先週の日銀金融政策決定会合も現状維持だった。これに対して「異常な緩和路線を安易に継続するものだ」という批判も強い。たしかにYCC(長短金利操作)が金融市場をゆがめることは好ましくないが、植田総裁は政策転換しない。彼は5月の講演でこうのべた。

拙速な政策転換を行うことで、ようやくみえてきた2%達成の「芽」を摘んでしまうことになった場合のコストはきわめて大きいと考えられます。逆方向の、政策転換が遅れて2%を超える物価上昇率が持続してしまうリスクもありますが、こうした2%の定着を十分に見極めるまで基調的なインフレ率の上昇を「待つことのコスト」は、前者に比べれば大きくないと思われます。

インフレのメリットとは何だろうか。

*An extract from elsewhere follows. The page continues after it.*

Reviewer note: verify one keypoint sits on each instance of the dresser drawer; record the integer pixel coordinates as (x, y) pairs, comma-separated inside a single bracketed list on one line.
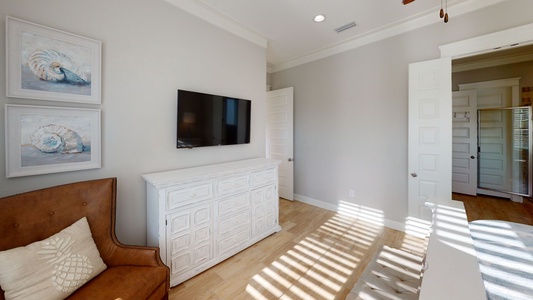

よくあげられるのは、次の二つの問題を解決することである。

名目金利の非負制約:自然利子率(均衡実質金利)がマイナスのとき、インフレで実質金利がマイナスになる 賃金の下方硬直性:名目賃金を下げることは困難だが、インフレで実質賃金が下がる

もう一つの(あまり語られない)メリットがある。それは全国民に一律のインフレ税をかけ、政府債務を減らすことだ。名目政府債務1270兆円の実質価値は、2%のインフレで25兆円減る。毎年2%のインフレが続けば、消費税率を12%ポイント上げるのと同じ実質債務の削減になるのだ。

だから「インフレは不公平だ」という批判は誤っている。少なくとも理論的には、インフレは金融資産への一律課税だから、Lucas-Stokeyのいうように(ラムゼーの意味での)最適課税になる。所得分配も、金持ちの預金が目減りするので(相対的には)公平になる。

世代間の所得分配も公平になる。社会保障給付の減額は政治的に困難だが、インフレで実質的に減額できる。年金はマクロ経済スライドで名目支給額が上がるが、それ以外の政府の補助金や交付金はすべて名目ベースなので、実質額はインフレで減る。